Well, he has worked on viruses for over 50 years.

The authors of the paper most probably use of PyMol, Chimera and Coot for different parts of the process namely: structure visualization, structure determination and modelling/map refinement. Hope this answers your query.

Nice question..Here's what I know to differentiate the two processes. Well, the SNARE receptors form four helix bundles (3 for VAMPs and one for tSNAREs)- although the distribution of helices varies depending on the organ,species) coupled with s peripheral protein like SNAP-25 and coalesce on top of one another. This is usually facilitated by a Ca2+ ion that enters via an ion channel. Here (in the case of enveloped viral membrane fusion, we have a homo trimer that undergoes rearrangement due to the entry of protons from the endosome via Matrix 2 protein as it disrupts the non-covalent interactions that hold the HA2 in its metastable state. So, as you can see, there is a topological difference and beyond that the processes serve different purposes (divergent evolution ?). The thermodynamics of the fusion is a similar but remember that the SNARE action is co-ordinated by the Rab-Rab effector interactions. In short, Mother Nature is creative and beautiful, isn't it ?

Good question... I'll try my best to paint you a picture of the process. A) The Influenza virus binds the 2,6 alpha N-acetyl sialic acid-galactose containing receptor on the cell..with the help of the Leucine and Serine in it's active site (of the HA- Hemagglutinin). This is is followed by a conformation change leading to the membrane fusion ,(the plasma membrane and the viral envelope ) facilitated by the HA-2 protein. Consequently, the invagination , endosomal entry and trafficking towards the nucleus. When the pH in the endosome changes to around 5 , the the viral matrix fusion occurs followed by the release of the Nucleoprotein bound RNA, Polymerase and a few proteins. They are transported into the nucleus where gene expression and translation occurs. Remember that the cleavage of the loop of the HA is mediated by Furin protease in the Golgi complex of the cell. Kindly note that such a cleavage is necessary for the virion and the mature virus to be able to enter any cell. Keep in mind that different amino acids line the receptor binding site of HA in different clades and strains. So, the H3N2 HA has an Leu226 while the H1N1 HA has an Aspartate. I hope that this answers your question.

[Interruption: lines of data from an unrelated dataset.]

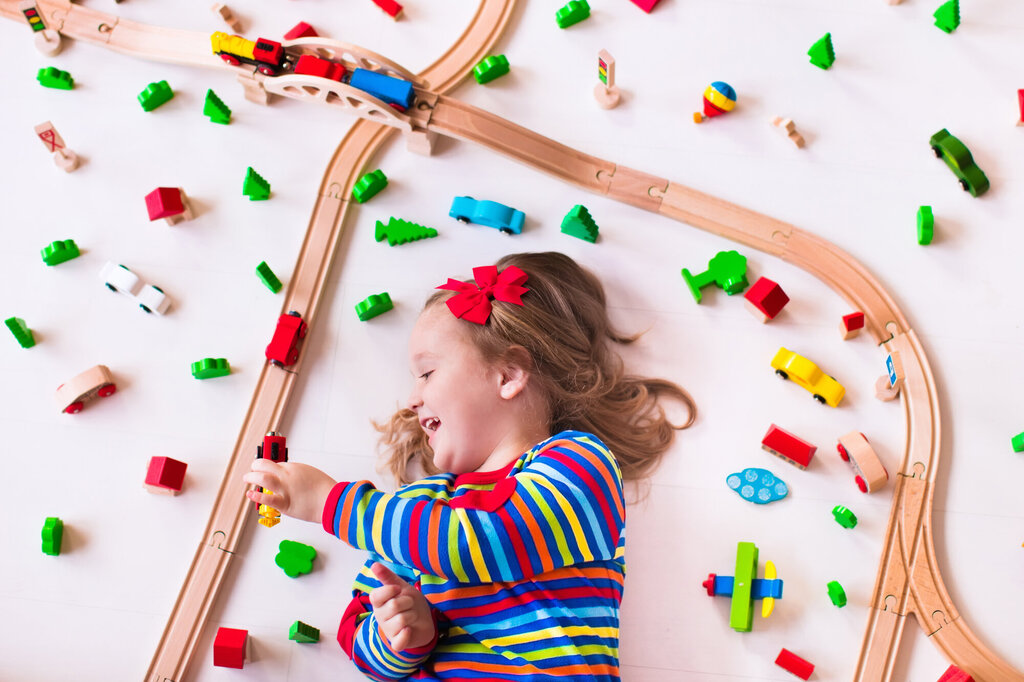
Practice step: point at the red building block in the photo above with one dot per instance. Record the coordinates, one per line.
(229, 647)
(765, 299)
(168, 203)
(393, 8)
(165, 475)
(851, 325)
(645, 5)
(301, 30)
(954, 674)
(794, 664)
(790, 448)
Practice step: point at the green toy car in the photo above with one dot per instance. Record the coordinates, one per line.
(958, 158)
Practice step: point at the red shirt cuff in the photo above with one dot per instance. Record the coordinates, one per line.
(331, 506)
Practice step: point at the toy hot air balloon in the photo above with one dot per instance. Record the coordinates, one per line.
(719, 98)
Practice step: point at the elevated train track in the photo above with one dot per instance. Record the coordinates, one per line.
(908, 581)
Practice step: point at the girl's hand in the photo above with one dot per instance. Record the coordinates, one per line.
(402, 612)
(298, 489)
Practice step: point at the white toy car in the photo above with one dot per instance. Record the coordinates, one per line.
(120, 279)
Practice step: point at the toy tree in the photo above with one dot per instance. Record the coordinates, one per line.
(947, 15)
(822, 54)
(399, 231)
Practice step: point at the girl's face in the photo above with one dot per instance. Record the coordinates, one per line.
(458, 396)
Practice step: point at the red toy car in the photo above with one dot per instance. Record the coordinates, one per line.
(309, 65)
(284, 347)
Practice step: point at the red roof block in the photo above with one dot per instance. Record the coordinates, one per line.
(645, 5)
(165, 474)
(229, 647)
(164, 202)
(767, 298)
(790, 448)
(954, 674)
(301, 30)
(794, 664)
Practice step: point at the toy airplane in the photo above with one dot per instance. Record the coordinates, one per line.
(744, 588)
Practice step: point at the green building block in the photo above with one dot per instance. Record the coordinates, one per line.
(578, 222)
(573, 12)
(59, 252)
(844, 516)
(52, 536)
(301, 632)
(947, 15)
(155, 94)
(926, 225)
(215, 108)
(837, 594)
(20, 332)
(211, 368)
(400, 231)
(369, 185)
(491, 68)
(51, 77)
(741, 611)
(727, 269)
(295, 558)
(254, 186)
(822, 54)
(374, 305)
(267, 276)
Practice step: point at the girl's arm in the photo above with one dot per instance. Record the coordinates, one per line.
(564, 508)
(360, 636)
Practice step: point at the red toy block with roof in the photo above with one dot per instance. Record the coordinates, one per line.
(165, 475)
(790, 448)
(301, 30)
(851, 325)
(794, 664)
(765, 299)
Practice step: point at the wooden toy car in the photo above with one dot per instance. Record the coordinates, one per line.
(870, 474)
(806, 374)
(73, 395)
(284, 347)
(121, 280)
(504, 218)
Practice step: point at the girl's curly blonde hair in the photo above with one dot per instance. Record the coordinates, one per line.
(563, 325)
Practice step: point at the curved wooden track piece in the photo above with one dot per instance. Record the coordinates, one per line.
(908, 579)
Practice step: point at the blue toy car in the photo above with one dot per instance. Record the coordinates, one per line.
(492, 214)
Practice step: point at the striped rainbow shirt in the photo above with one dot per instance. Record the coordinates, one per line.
(523, 566)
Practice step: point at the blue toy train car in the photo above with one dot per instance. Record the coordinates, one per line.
(394, 91)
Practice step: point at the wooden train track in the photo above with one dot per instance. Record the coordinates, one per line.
(908, 581)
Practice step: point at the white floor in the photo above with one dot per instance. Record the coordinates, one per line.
(103, 602)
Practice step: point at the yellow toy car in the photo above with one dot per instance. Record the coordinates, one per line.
(806, 374)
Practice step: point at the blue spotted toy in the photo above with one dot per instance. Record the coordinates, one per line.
(758, 485)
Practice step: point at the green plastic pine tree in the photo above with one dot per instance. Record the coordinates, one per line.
(400, 231)
(579, 222)
(254, 186)
(822, 54)
(947, 15)
(216, 109)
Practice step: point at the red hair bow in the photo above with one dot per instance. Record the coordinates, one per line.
(473, 300)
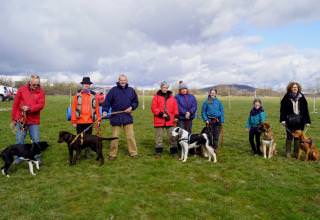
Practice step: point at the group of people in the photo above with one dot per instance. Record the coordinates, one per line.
(168, 111)
(294, 115)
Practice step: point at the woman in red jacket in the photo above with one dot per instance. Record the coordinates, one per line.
(25, 115)
(28, 103)
(165, 110)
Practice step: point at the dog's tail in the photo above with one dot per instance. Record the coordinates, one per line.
(108, 139)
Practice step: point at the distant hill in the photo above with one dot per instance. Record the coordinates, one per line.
(237, 87)
(240, 90)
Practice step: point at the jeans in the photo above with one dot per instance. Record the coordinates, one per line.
(21, 134)
(255, 134)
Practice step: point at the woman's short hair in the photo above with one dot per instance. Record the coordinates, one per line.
(213, 89)
(257, 100)
(291, 84)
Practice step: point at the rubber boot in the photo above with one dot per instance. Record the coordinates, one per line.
(296, 148)
(173, 150)
(288, 148)
(158, 151)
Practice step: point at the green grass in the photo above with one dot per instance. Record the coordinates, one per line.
(239, 186)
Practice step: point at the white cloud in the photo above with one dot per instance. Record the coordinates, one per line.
(194, 40)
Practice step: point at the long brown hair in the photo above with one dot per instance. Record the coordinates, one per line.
(291, 84)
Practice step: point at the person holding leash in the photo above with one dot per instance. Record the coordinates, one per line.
(85, 108)
(256, 117)
(213, 115)
(294, 115)
(122, 100)
(165, 116)
(187, 105)
(27, 105)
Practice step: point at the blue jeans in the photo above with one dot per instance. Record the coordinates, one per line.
(34, 133)
(21, 134)
(186, 125)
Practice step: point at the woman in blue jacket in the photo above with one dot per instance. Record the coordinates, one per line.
(187, 105)
(213, 114)
(256, 117)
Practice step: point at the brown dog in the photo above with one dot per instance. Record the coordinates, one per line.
(268, 143)
(306, 144)
(76, 143)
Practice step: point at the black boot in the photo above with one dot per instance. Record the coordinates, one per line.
(288, 148)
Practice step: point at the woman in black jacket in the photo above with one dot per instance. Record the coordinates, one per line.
(294, 114)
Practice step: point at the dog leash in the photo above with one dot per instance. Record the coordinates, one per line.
(98, 128)
(81, 134)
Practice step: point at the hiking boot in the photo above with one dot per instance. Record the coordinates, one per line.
(288, 148)
(296, 148)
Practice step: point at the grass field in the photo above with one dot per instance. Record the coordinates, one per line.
(239, 186)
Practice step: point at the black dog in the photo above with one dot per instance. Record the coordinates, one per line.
(87, 141)
(26, 151)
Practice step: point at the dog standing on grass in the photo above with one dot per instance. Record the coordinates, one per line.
(268, 142)
(188, 141)
(307, 145)
(25, 152)
(77, 143)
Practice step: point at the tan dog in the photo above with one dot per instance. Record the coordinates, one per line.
(306, 144)
(268, 143)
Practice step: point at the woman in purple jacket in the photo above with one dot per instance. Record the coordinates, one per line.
(187, 105)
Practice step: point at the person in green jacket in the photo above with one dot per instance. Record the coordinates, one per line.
(256, 117)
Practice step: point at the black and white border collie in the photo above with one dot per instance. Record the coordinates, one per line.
(188, 141)
(25, 152)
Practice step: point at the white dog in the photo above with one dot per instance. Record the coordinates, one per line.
(188, 141)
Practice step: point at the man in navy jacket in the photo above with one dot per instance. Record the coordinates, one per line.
(122, 98)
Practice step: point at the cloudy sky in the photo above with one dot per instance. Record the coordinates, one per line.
(263, 43)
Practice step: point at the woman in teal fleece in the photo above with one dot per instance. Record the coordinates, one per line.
(213, 114)
(256, 117)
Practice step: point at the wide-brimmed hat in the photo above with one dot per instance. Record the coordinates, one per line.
(183, 85)
(86, 80)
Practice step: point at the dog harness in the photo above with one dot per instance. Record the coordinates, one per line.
(185, 139)
(93, 106)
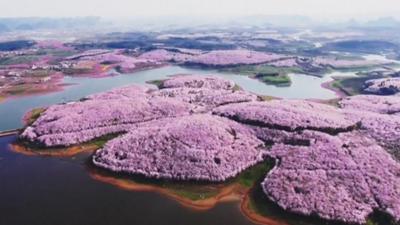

@@Bart_Allen_YT Thank you very much! Amazing explanation!

Viruses generally make their way across the cell by hijacking,usurping and manipulating the host's microtubules or cytoskeleton (during entry) and the ESCRT machinery (for the release of it's virion progeny. Hope this answers your query .

I believe it takes place at one site only.

It depends on whether the catalyst for fusion is receptor-mediated or pH-mediated. If it's just the receptor then it can happen at the plasma membrane but if pH change is needed then fusion occurs in the endosome. Some viruses do both.